Holy jesus god. My teeth taste like street.
so, just learned that EVERYONE heard pretty much everything last night. my roommates were surprised to learn you're a dirty talker.
I did that thing again where I get way too drunk and go gay. Then wake up in the morning and freak out at the person. Yet another bar I cannot go back to
Suite mates just came in and said that we have to go to Africa. They're already packed. Didn't know you could get that high.
They were so slutty we had to play "rarely have I ever."
the fucking easter bunny is here. he just made 3 cups in a row. no one knows who he is..
Just threw up at the bar from the heat. Fun change of pace.
they just named my boobs. Lefty is "Guenevere" and Righty is "I claim this boob for America"
MOMMMMMMMMMMAYYY! YOU BIRFED ME TODAYY. IM CELEBRTIN ON YUR BEHAF! THANK YOU!!!!!
I always hoped you would never inherit this side of my personality. Hon, trust me, you're a mess. Go to bed...alone. xoxoxo
Thanks for your number, i want to ski with you, do party with you and sleep with you. Lucas.
Just ran into her dad at the strip club. He bought me a dance. I think i found a winner.

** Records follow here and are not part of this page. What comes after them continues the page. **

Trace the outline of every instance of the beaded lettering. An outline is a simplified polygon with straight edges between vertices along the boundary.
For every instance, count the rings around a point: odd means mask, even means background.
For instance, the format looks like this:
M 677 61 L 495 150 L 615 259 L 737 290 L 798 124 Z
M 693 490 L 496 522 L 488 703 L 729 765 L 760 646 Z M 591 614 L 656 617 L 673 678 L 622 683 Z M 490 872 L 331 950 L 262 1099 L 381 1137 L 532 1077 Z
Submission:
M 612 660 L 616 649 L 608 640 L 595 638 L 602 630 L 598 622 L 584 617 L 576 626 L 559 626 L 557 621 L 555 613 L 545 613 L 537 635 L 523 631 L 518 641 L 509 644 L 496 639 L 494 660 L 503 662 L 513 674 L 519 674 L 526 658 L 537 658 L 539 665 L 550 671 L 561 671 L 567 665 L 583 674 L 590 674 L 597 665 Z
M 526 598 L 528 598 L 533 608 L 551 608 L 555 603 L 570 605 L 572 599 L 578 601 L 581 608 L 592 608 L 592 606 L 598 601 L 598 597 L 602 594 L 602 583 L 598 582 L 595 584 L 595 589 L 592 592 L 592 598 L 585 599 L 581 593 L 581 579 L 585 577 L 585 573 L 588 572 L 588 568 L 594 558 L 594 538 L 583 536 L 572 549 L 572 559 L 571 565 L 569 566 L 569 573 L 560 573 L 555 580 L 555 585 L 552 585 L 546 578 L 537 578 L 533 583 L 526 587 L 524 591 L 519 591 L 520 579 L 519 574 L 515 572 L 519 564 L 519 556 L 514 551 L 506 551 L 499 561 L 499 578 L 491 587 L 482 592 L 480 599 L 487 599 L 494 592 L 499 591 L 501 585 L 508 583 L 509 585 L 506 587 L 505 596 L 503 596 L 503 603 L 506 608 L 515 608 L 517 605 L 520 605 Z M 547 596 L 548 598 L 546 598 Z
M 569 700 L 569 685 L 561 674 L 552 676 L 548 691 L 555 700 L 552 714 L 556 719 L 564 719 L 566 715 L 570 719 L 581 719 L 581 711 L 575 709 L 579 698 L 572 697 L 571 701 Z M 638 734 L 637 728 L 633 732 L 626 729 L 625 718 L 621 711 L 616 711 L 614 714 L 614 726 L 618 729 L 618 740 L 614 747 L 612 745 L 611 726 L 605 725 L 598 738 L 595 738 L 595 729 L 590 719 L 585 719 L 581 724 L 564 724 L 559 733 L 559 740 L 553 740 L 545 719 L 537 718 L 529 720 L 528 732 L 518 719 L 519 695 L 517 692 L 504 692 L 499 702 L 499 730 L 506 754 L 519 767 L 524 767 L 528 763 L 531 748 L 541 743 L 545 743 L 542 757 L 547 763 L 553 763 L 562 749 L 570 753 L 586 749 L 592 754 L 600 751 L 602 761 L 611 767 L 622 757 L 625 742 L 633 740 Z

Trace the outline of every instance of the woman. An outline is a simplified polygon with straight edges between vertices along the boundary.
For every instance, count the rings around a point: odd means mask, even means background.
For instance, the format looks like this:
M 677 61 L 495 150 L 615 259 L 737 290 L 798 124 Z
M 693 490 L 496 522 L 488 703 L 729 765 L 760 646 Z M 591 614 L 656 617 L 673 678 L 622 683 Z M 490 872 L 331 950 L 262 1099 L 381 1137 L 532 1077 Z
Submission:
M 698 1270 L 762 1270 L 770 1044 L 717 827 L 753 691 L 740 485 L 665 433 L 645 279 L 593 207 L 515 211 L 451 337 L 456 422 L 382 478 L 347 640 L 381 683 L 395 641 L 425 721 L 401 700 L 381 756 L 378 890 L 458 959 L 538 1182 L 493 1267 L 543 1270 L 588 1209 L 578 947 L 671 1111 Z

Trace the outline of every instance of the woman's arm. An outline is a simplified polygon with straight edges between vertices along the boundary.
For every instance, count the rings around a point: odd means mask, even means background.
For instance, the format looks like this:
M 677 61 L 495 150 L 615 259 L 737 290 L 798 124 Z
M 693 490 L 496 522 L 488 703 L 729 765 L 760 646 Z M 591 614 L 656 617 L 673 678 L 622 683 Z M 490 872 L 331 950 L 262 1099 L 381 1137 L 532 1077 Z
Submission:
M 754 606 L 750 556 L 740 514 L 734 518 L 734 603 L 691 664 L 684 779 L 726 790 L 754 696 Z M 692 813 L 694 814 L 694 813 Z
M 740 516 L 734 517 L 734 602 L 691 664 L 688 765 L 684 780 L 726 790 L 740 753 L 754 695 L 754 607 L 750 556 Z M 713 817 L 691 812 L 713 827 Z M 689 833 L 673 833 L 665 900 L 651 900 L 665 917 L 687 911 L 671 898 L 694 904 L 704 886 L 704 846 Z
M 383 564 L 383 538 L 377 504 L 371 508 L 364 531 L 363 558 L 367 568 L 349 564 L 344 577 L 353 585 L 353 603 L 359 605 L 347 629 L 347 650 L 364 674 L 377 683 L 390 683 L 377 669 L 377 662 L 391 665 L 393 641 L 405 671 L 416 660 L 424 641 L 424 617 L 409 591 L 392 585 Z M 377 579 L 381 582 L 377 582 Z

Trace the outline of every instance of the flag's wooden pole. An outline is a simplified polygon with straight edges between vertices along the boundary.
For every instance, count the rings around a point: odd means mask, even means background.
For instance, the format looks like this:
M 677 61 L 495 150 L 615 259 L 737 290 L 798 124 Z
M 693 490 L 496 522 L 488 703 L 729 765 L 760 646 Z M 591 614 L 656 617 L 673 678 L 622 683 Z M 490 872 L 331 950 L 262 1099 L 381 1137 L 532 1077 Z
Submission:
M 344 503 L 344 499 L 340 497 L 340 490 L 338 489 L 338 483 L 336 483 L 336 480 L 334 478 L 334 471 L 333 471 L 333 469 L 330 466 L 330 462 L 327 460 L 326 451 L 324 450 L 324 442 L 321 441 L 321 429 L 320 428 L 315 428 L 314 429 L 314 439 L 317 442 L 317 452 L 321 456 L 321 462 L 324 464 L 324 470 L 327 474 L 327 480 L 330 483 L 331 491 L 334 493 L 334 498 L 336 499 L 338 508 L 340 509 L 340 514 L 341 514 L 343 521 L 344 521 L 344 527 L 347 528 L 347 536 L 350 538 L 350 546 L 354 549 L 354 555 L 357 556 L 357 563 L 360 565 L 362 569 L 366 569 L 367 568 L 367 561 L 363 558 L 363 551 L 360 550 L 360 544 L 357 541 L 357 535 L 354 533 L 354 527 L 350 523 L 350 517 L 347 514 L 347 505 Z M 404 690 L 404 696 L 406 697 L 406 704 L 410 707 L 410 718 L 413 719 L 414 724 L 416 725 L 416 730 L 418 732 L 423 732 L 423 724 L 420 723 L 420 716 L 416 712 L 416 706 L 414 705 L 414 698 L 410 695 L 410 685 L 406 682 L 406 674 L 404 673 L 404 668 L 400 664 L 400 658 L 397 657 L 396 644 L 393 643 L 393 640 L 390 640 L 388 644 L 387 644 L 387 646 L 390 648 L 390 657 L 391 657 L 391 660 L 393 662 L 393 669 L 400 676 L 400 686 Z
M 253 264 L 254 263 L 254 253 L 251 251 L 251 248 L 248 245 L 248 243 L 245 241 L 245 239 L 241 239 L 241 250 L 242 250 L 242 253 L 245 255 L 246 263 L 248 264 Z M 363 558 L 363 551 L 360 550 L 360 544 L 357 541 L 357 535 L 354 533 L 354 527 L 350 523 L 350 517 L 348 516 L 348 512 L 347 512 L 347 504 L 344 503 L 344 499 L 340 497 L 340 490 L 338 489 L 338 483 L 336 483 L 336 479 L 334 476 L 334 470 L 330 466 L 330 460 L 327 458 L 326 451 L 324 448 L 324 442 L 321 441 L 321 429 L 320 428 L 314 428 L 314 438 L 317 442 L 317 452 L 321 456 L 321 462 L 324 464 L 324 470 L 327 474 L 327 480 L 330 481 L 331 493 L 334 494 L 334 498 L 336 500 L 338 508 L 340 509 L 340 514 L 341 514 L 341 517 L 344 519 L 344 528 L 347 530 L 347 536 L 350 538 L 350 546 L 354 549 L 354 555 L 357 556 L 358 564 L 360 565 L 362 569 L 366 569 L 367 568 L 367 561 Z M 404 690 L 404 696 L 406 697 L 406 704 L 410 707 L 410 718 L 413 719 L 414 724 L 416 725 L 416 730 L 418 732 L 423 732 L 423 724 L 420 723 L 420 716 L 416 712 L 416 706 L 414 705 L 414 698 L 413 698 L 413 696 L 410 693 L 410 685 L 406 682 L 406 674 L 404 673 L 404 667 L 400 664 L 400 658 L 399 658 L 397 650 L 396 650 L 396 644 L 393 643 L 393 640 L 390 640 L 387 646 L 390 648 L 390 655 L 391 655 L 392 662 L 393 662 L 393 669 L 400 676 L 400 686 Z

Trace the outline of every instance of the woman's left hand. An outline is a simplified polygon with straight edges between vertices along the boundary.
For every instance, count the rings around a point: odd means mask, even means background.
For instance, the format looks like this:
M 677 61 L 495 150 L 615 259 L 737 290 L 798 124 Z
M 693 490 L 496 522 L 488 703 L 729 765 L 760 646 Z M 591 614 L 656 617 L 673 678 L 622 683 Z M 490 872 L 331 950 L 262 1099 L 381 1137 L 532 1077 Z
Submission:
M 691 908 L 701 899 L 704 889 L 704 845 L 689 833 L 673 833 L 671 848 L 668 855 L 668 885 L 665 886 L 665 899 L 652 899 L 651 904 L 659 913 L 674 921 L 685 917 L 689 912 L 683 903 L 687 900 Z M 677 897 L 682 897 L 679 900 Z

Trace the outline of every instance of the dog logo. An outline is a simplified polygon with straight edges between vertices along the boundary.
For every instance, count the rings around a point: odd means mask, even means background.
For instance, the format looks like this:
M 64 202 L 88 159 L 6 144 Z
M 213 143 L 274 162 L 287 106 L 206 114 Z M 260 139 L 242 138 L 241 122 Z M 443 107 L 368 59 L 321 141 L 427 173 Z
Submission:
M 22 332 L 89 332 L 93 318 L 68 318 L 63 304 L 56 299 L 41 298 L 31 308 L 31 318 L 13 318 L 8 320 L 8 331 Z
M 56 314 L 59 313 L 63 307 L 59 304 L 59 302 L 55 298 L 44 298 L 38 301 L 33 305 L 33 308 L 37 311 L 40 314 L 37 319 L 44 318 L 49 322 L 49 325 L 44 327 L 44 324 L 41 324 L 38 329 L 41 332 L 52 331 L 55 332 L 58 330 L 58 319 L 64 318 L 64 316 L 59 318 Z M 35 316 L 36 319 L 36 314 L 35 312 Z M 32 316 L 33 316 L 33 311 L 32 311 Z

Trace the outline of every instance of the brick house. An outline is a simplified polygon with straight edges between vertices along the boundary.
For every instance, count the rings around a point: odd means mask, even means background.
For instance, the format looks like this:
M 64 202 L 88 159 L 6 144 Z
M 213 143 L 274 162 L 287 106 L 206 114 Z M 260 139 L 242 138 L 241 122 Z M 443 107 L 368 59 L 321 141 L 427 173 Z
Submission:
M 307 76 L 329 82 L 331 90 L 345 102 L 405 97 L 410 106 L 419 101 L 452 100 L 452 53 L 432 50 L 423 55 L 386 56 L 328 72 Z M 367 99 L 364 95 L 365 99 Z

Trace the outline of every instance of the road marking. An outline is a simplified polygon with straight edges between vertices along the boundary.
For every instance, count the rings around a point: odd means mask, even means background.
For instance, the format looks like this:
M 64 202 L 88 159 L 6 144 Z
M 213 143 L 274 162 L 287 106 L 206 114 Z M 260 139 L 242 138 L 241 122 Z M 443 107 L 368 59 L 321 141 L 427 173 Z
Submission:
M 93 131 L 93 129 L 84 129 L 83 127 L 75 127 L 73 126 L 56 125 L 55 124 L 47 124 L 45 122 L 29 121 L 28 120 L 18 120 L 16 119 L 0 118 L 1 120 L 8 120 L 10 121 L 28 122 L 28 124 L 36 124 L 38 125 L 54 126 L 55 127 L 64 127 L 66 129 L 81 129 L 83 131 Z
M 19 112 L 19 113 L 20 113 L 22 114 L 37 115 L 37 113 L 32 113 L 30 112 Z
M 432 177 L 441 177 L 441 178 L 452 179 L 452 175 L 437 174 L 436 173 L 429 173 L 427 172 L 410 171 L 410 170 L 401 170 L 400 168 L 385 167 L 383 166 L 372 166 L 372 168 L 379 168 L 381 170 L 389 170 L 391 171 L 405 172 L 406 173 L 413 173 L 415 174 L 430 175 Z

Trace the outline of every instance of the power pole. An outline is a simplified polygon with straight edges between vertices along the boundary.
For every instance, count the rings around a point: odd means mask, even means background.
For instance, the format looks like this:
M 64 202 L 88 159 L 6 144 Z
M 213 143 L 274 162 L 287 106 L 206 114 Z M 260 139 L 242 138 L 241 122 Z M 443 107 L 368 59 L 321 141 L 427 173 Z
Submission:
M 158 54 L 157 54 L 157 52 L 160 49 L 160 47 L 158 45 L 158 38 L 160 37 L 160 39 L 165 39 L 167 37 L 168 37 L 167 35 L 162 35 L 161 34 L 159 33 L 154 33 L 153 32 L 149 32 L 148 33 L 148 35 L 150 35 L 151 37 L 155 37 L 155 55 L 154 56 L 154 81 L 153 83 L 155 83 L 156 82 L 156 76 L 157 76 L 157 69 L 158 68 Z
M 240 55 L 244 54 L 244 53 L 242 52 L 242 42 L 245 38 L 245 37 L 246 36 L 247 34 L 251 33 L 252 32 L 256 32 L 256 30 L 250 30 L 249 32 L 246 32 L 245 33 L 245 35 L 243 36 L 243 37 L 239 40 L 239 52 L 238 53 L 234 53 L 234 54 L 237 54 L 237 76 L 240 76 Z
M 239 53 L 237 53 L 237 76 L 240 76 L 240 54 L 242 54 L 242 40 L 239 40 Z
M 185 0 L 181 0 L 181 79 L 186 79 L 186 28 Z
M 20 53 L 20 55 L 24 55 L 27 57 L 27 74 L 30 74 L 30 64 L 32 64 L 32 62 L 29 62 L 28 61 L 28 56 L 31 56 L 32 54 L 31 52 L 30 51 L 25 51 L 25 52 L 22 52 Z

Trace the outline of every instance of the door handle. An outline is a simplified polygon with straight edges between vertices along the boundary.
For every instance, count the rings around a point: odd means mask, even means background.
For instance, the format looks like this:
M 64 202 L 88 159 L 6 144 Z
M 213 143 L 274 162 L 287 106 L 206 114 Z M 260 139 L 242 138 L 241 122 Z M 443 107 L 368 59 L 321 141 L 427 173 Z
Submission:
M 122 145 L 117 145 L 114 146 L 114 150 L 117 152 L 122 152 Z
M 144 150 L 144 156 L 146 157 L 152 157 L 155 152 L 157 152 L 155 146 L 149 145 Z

By the way, do you realize that you asked me how much you could get for your eggs last night. And once you learned the price said that you had plenty to share.
What's dad's email?
askmom@cause.idk
Last thing I remember at your house last night is your dad leaning on the beer pong table and saying "you guys can fucking party"
He talked me out going to the bar. No one ever talks me out going to the bar..this is fucking love.